Yakub Abdul Razak Memon v. State of Maharashtra
The petitioner, Yakub Abdul Razak Memon, who had been sentenced to death, prayed for issue of a mandamus or appropriate writ or direction for setting aside the order passed by the Presiding Officer, Designated Court under TADA (P) Act, 1987, for Bombay Blast Cases and the order passed by the Government of Maharashtra, Home Department and the communication issued by the Superintendent, Nagpur Central Prison, Nagpur, in terms whereof the death sentence awarded to the petitioner was directed to be executed on 30th July, 2015, at 7.00 a.m. and to stay the execution of the death sentence awarded by the Designated TADA Court, Bombay which was subsequently confirmed by the Supreme Court, till the petitioner had exhausted all the legal remedies available to him, to have the sentence of death awarded commuted to that of life imprisonment including the remedies under Articles 72 and 161 of the Constitution of India.
In course of hearing of the writ petition, the matter was listed before a two-Judge Bench. Dave, J. dismissed the writ petition, whereas Kurian Joseph, J. kept the petition alive. The basis of disagreement was that the curative petition that was decided by a Bench of three senior-most Judges was not appositely constituted as required under Rule 4 of Order XLVIII of the Supreme Court Rules, 2013. Hence the matter was placed before the present bench. It was contended by the petitioner that the learned Judges who decided the review petition were not parties to the Bench that decided the curative petition. The Supreme Court accepted the contention of the State that when the Judges of the “judgment complained of” are not available, it is the prerogative of the Chief Justice of India to include some other Judges; however, if it is dealt with by three senior-most Judges, as in the present case by the Chief Justice of India and two senior-most Judges, the order would not become void. On the question whether the curative petition was listed before a Bench in violation of the Rules, the court answered in negative and held that the curative petition that was decided by three senior-most Judges of the Court, can neither be regarded as void or nullity nor can it be said that there has been any impropriety in the constitution of the Bench.
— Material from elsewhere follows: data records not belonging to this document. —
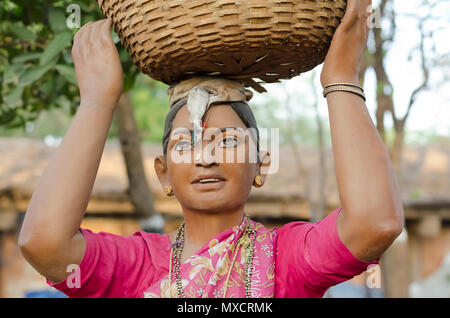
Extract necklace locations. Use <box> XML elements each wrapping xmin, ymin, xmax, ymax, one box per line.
<box><xmin>169</xmin><ymin>216</ymin><xmax>256</xmax><ymax>298</ymax></box>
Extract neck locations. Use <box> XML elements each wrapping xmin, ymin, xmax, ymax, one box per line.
<box><xmin>183</xmin><ymin>207</ymin><xmax>244</xmax><ymax>253</ymax></box>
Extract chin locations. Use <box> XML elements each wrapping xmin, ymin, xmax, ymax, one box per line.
<box><xmin>187</xmin><ymin>194</ymin><xmax>239</xmax><ymax>214</ymax></box>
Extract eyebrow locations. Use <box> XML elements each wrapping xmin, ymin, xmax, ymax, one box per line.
<box><xmin>174</xmin><ymin>127</ymin><xmax>240</xmax><ymax>136</ymax></box>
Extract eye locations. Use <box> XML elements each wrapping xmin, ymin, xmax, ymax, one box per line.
<box><xmin>173</xmin><ymin>140</ymin><xmax>191</xmax><ymax>151</ymax></box>
<box><xmin>218</xmin><ymin>137</ymin><xmax>240</xmax><ymax>148</ymax></box>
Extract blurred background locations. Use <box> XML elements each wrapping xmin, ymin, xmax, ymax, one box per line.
<box><xmin>0</xmin><ymin>0</ymin><xmax>450</xmax><ymax>297</ymax></box>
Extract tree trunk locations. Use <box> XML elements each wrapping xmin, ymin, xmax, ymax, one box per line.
<box><xmin>115</xmin><ymin>93</ymin><xmax>163</xmax><ymax>233</ymax></box>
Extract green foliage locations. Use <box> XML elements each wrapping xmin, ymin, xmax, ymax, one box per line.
<box><xmin>0</xmin><ymin>0</ymin><xmax>139</xmax><ymax>130</ymax></box>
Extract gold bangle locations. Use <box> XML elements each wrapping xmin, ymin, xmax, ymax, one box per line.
<box><xmin>323</xmin><ymin>83</ymin><xmax>366</xmax><ymax>101</ymax></box>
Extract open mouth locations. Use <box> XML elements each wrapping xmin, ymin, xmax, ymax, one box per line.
<box><xmin>191</xmin><ymin>175</ymin><xmax>226</xmax><ymax>190</ymax></box>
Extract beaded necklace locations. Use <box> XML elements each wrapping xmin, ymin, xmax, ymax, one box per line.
<box><xmin>169</xmin><ymin>216</ymin><xmax>256</xmax><ymax>298</ymax></box>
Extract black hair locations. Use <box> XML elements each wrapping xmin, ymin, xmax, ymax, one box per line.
<box><xmin>162</xmin><ymin>98</ymin><xmax>260</xmax><ymax>163</ymax></box>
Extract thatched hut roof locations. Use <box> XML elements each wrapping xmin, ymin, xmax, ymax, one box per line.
<box><xmin>0</xmin><ymin>137</ymin><xmax>450</xmax><ymax>218</ymax></box>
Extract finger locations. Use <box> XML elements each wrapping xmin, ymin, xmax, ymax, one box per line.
<box><xmin>100</xmin><ymin>19</ymin><xmax>113</xmax><ymax>43</ymax></box>
<box><xmin>341</xmin><ymin>0</ymin><xmax>361</xmax><ymax>31</ymax></box>
<box><xmin>74</xmin><ymin>21</ymin><xmax>92</xmax><ymax>43</ymax></box>
<box><xmin>89</xmin><ymin>20</ymin><xmax>104</xmax><ymax>45</ymax></box>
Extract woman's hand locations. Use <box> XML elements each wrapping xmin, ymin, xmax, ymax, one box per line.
<box><xmin>320</xmin><ymin>0</ymin><xmax>372</xmax><ymax>87</ymax></box>
<box><xmin>72</xmin><ymin>19</ymin><xmax>123</xmax><ymax>109</ymax></box>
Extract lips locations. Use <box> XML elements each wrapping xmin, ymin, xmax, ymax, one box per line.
<box><xmin>191</xmin><ymin>174</ymin><xmax>226</xmax><ymax>184</ymax></box>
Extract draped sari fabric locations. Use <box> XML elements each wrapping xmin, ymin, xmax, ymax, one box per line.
<box><xmin>144</xmin><ymin>218</ymin><xmax>278</xmax><ymax>298</ymax></box>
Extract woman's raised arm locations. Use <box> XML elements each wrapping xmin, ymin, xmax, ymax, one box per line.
<box><xmin>321</xmin><ymin>0</ymin><xmax>404</xmax><ymax>261</ymax></box>
<box><xmin>19</xmin><ymin>20</ymin><xmax>123</xmax><ymax>282</ymax></box>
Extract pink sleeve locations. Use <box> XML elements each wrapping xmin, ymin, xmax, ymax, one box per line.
<box><xmin>47</xmin><ymin>229</ymin><xmax>155</xmax><ymax>298</ymax></box>
<box><xmin>275</xmin><ymin>208</ymin><xmax>378</xmax><ymax>298</ymax></box>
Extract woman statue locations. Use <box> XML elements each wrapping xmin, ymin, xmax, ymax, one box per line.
<box><xmin>19</xmin><ymin>0</ymin><xmax>403</xmax><ymax>298</ymax></box>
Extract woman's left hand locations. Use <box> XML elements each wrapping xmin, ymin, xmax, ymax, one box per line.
<box><xmin>320</xmin><ymin>0</ymin><xmax>372</xmax><ymax>87</ymax></box>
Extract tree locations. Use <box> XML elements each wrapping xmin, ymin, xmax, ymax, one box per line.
<box><xmin>360</xmin><ymin>0</ymin><xmax>449</xmax><ymax>297</ymax></box>
<box><xmin>0</xmin><ymin>0</ymin><xmax>162</xmax><ymax>231</ymax></box>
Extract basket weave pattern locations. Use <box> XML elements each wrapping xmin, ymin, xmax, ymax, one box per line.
<box><xmin>97</xmin><ymin>0</ymin><xmax>346</xmax><ymax>91</ymax></box>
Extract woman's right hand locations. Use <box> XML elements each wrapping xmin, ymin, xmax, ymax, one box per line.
<box><xmin>72</xmin><ymin>19</ymin><xmax>123</xmax><ymax>110</ymax></box>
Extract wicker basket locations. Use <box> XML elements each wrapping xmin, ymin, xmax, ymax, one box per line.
<box><xmin>97</xmin><ymin>0</ymin><xmax>346</xmax><ymax>92</ymax></box>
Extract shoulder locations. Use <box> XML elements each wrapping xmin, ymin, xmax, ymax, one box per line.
<box><xmin>80</xmin><ymin>228</ymin><xmax>170</xmax><ymax>252</ymax></box>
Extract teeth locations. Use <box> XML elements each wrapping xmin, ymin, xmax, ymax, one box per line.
<box><xmin>200</xmin><ymin>179</ymin><xmax>220</xmax><ymax>183</ymax></box>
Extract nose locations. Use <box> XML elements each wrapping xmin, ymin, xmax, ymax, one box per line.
<box><xmin>194</xmin><ymin>141</ymin><xmax>217</xmax><ymax>167</ymax></box>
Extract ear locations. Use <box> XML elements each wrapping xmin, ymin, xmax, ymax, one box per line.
<box><xmin>154</xmin><ymin>155</ymin><xmax>170</xmax><ymax>189</ymax></box>
<box><xmin>255</xmin><ymin>151</ymin><xmax>271</xmax><ymax>186</ymax></box>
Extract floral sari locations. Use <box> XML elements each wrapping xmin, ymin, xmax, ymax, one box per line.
<box><xmin>144</xmin><ymin>218</ymin><xmax>277</xmax><ymax>298</ymax></box>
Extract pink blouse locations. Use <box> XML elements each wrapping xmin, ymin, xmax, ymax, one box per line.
<box><xmin>47</xmin><ymin>209</ymin><xmax>378</xmax><ymax>298</ymax></box>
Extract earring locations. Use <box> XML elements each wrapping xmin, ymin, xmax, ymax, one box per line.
<box><xmin>164</xmin><ymin>184</ymin><xmax>174</xmax><ymax>197</ymax></box>
<box><xmin>255</xmin><ymin>176</ymin><xmax>263</xmax><ymax>187</ymax></box>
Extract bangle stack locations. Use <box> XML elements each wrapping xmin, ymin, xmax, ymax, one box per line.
<box><xmin>323</xmin><ymin>83</ymin><xmax>366</xmax><ymax>101</ymax></box>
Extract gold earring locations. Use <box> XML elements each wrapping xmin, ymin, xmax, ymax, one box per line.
<box><xmin>255</xmin><ymin>176</ymin><xmax>263</xmax><ymax>187</ymax></box>
<box><xmin>164</xmin><ymin>184</ymin><xmax>173</xmax><ymax>197</ymax></box>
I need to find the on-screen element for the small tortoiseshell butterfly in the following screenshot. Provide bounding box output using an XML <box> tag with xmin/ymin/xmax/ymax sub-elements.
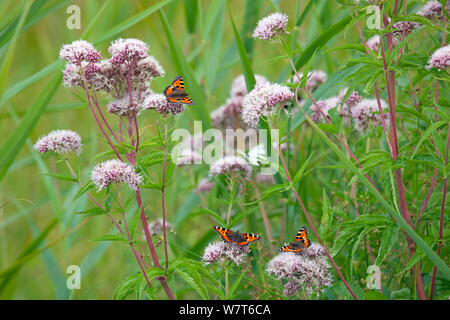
<box><xmin>214</xmin><ymin>226</ymin><xmax>260</xmax><ymax>246</ymax></box>
<box><xmin>280</xmin><ymin>227</ymin><xmax>311</xmax><ymax>252</ymax></box>
<box><xmin>163</xmin><ymin>76</ymin><xmax>194</xmax><ymax>104</ymax></box>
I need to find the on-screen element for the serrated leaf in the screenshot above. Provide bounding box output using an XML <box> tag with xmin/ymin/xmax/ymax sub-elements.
<box><xmin>92</xmin><ymin>234</ymin><xmax>128</xmax><ymax>242</ymax></box>
<box><xmin>73</xmin><ymin>180</ymin><xmax>95</xmax><ymax>200</ymax></box>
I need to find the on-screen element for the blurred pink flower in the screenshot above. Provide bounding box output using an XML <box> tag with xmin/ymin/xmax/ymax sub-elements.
<box><xmin>108</xmin><ymin>38</ymin><xmax>149</xmax><ymax>65</ymax></box>
<box><xmin>417</xmin><ymin>0</ymin><xmax>450</xmax><ymax>20</ymax></box>
<box><xmin>292</xmin><ymin>70</ymin><xmax>327</xmax><ymax>91</ymax></box>
<box><xmin>148</xmin><ymin>218</ymin><xmax>173</xmax><ymax>236</ymax></box>
<box><xmin>107</xmin><ymin>90</ymin><xmax>150</xmax><ymax>117</ymax></box>
<box><xmin>266</xmin><ymin>243</ymin><xmax>333</xmax><ymax>296</ymax></box>
<box><xmin>91</xmin><ymin>160</ymin><xmax>143</xmax><ymax>192</ymax></box>
<box><xmin>427</xmin><ymin>45</ymin><xmax>450</xmax><ymax>71</ymax></box>
<box><xmin>195</xmin><ymin>178</ymin><xmax>214</xmax><ymax>193</ymax></box>
<box><xmin>338</xmin><ymin>88</ymin><xmax>362</xmax><ymax>117</ymax></box>
<box><xmin>176</xmin><ymin>149</ymin><xmax>203</xmax><ymax>167</ymax></box>
<box><xmin>310</xmin><ymin>97</ymin><xmax>341</xmax><ymax>123</ymax></box>
<box><xmin>241</xmin><ymin>83</ymin><xmax>294</xmax><ymax>127</ymax></box>
<box><xmin>34</xmin><ymin>130</ymin><xmax>81</xmax><ymax>155</ymax></box>
<box><xmin>351</xmin><ymin>99</ymin><xmax>389</xmax><ymax>133</ymax></box>
<box><xmin>209</xmin><ymin>156</ymin><xmax>252</xmax><ymax>180</ymax></box>
<box><xmin>202</xmin><ymin>240</ymin><xmax>251</xmax><ymax>266</ymax></box>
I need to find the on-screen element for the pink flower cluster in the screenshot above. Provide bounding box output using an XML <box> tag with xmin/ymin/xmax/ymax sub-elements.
<box><xmin>34</xmin><ymin>130</ymin><xmax>81</xmax><ymax>155</ymax></box>
<box><xmin>252</xmin><ymin>12</ymin><xmax>289</xmax><ymax>40</ymax></box>
<box><xmin>428</xmin><ymin>45</ymin><xmax>450</xmax><ymax>71</ymax></box>
<box><xmin>202</xmin><ymin>240</ymin><xmax>250</xmax><ymax>266</ymax></box>
<box><xmin>266</xmin><ymin>243</ymin><xmax>333</xmax><ymax>296</ymax></box>
<box><xmin>241</xmin><ymin>83</ymin><xmax>294</xmax><ymax>127</ymax></box>
<box><xmin>143</xmin><ymin>93</ymin><xmax>184</xmax><ymax>116</ymax></box>
<box><xmin>211</xmin><ymin>74</ymin><xmax>269</xmax><ymax>129</ymax></box>
<box><xmin>59</xmin><ymin>39</ymin><xmax>165</xmax><ymax>112</ymax></box>
<box><xmin>209</xmin><ymin>156</ymin><xmax>252</xmax><ymax>180</ymax></box>
<box><xmin>417</xmin><ymin>0</ymin><xmax>450</xmax><ymax>20</ymax></box>
<box><xmin>91</xmin><ymin>160</ymin><xmax>143</xmax><ymax>192</ymax></box>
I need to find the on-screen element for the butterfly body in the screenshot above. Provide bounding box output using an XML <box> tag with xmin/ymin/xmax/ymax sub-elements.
<box><xmin>163</xmin><ymin>76</ymin><xmax>194</xmax><ymax>104</ymax></box>
<box><xmin>280</xmin><ymin>227</ymin><xmax>311</xmax><ymax>252</ymax></box>
<box><xmin>214</xmin><ymin>226</ymin><xmax>260</xmax><ymax>246</ymax></box>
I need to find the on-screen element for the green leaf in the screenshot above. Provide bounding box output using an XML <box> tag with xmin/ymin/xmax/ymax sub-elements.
<box><xmin>291</xmin><ymin>152</ymin><xmax>313</xmax><ymax>187</ymax></box>
<box><xmin>91</xmin><ymin>234</ymin><xmax>128</xmax><ymax>242</ymax></box>
<box><xmin>228</xmin><ymin>264</ymin><xmax>250</xmax><ymax>299</ymax></box>
<box><xmin>298</xmin><ymin>112</ymin><xmax>450</xmax><ymax>279</ymax></box>
<box><xmin>42</xmin><ymin>173</ymin><xmax>78</xmax><ymax>182</ymax></box>
<box><xmin>227</xmin><ymin>0</ymin><xmax>256</xmax><ymax>92</ymax></box>
<box><xmin>364</xmin><ymin>290</ymin><xmax>388</xmax><ymax>300</ymax></box>
<box><xmin>73</xmin><ymin>180</ymin><xmax>95</xmax><ymax>200</ymax></box>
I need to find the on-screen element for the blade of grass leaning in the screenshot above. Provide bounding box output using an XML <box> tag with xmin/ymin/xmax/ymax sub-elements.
<box><xmin>158</xmin><ymin>10</ymin><xmax>212</xmax><ymax>129</ymax></box>
<box><xmin>227</xmin><ymin>0</ymin><xmax>256</xmax><ymax>92</ymax></box>
<box><xmin>0</xmin><ymin>74</ymin><xmax>62</xmax><ymax>181</ymax></box>
<box><xmin>295</xmin><ymin>16</ymin><xmax>352</xmax><ymax>70</ymax></box>
<box><xmin>93</xmin><ymin>0</ymin><xmax>172</xmax><ymax>44</ymax></box>
<box><xmin>0</xmin><ymin>1</ymin><xmax>33</xmax><ymax>94</ymax></box>
<box><xmin>300</xmin><ymin>109</ymin><xmax>450</xmax><ymax>280</ymax></box>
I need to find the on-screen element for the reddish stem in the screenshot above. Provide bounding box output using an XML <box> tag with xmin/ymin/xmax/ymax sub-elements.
<box><xmin>278</xmin><ymin>147</ymin><xmax>358</xmax><ymax>300</ymax></box>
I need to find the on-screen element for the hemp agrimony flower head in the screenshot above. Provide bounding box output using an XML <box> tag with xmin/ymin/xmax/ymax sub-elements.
<box><xmin>108</xmin><ymin>38</ymin><xmax>149</xmax><ymax>65</ymax></box>
<box><xmin>266</xmin><ymin>243</ymin><xmax>333</xmax><ymax>296</ymax></box>
<box><xmin>241</xmin><ymin>83</ymin><xmax>294</xmax><ymax>127</ymax></box>
<box><xmin>210</xmin><ymin>74</ymin><xmax>269</xmax><ymax>129</ymax></box>
<box><xmin>148</xmin><ymin>218</ymin><xmax>173</xmax><ymax>236</ymax></box>
<box><xmin>209</xmin><ymin>156</ymin><xmax>252</xmax><ymax>180</ymax></box>
<box><xmin>351</xmin><ymin>99</ymin><xmax>389</xmax><ymax>133</ymax></box>
<box><xmin>176</xmin><ymin>149</ymin><xmax>203</xmax><ymax>167</ymax></box>
<box><xmin>202</xmin><ymin>240</ymin><xmax>251</xmax><ymax>266</ymax></box>
<box><xmin>338</xmin><ymin>88</ymin><xmax>362</xmax><ymax>117</ymax></box>
<box><xmin>91</xmin><ymin>160</ymin><xmax>143</xmax><ymax>193</ymax></box>
<box><xmin>34</xmin><ymin>130</ymin><xmax>81</xmax><ymax>155</ymax></box>
<box><xmin>252</xmin><ymin>12</ymin><xmax>289</xmax><ymax>40</ymax></box>
<box><xmin>143</xmin><ymin>93</ymin><xmax>184</xmax><ymax>117</ymax></box>
<box><xmin>195</xmin><ymin>178</ymin><xmax>214</xmax><ymax>193</ymax></box>
<box><xmin>427</xmin><ymin>45</ymin><xmax>450</xmax><ymax>71</ymax></box>
<box><xmin>107</xmin><ymin>89</ymin><xmax>151</xmax><ymax>117</ymax></box>
<box><xmin>417</xmin><ymin>0</ymin><xmax>450</xmax><ymax>20</ymax></box>
<box><xmin>59</xmin><ymin>40</ymin><xmax>100</xmax><ymax>65</ymax></box>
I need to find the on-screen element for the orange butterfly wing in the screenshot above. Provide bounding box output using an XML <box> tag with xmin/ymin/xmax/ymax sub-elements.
<box><xmin>280</xmin><ymin>227</ymin><xmax>311</xmax><ymax>252</ymax></box>
<box><xmin>214</xmin><ymin>226</ymin><xmax>233</xmax><ymax>242</ymax></box>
It was contended that on the date the death warrant was issued, the TADA Court did not hear the petitioner, as a result of which the fundamental right enshrined under Article 21 of the Constitution had been violated. Relianace was placed on Shabnam v. Union of India & Ors. [2015 (7) SCALE 1]. But it was contended by the State that the said judgment was pronounced on a later date whereas the warrant in the present case was issued much before and that is why the TADA Court could not have applied the same principle. The Court had held that sufficient notice is to be given to the convict before issuance of death warrant by the Sessions Court so that it would enable him to consult his advocates and to be represented in the proceedings. That being the purpose, it has to be viewed in the present exposition of facts.
In Shatrughan Chauhan & Anr. vs. Union of India & Ors. [(2014) 3 SCC 1], after the appeal was dismissed, warrant was issued six days later. Indubitably, that was not in accord with any principle in such a case. The Court observed that the same principles would be applicable but in the case at hand, the said principles cannot be stretched to state that the issuance of warrant by the TADA Court would be void on the basis of non-compliance of one of the facets of the procedure. The Supreme Court held that the petitioner had availed series of opportunities to assail the conviction and as accepted he was offered ten days when the review petition was heard.
The Supreme Court dealt with the facet of second mercy petition which had been submitted on 22.07.2015. It was submitted that it is a constitutional right as per Articles 72 and 161 of the Constitution of India. In Shatrughan Chauhan’s case, it has been stated that it is a constitutional right. A convict, after his conviction, at any stage, can make a representation to the constitutional authority seeking pardon or remission or other reliefs as have been provided under the said Articles. In the instant case, it was observed by the court that the brother of the petitioner had submitted the mercy petition to the President of India. The petitioner was absolutely in knowledge of the same. He was communicated by the competent authority that the President of India had rejected the same. It was contended that it was the brother who had submitted the mercy petition and not the petitioner. The said fact was accepted and was also evident from the communication to the Superintendent, Central Jail, Nagpur. There couldnot be any cavil that another mercy petition can be filed in certain situations.
The Supreme Court stated that dealing with the mercy petition is by the Executive. Though on certain limited grounds, as per Shatrughan Chauhan it could be challenged. After the first mercy petition was rejected, the petitioner did not challenge that. He had submitted the mercy petition, as per his version, on 22.07.2015. The Court held that issuance of death warrant was in order and there was no infirmity in the same. The Supreme Court concluded that the curative petition which was decided by three senior most Judges of the Supreme Court couldnot be flawed and the issue of death warrant by the TADA Court couldnot be found fault with. Hence, the writ petition was dismissed.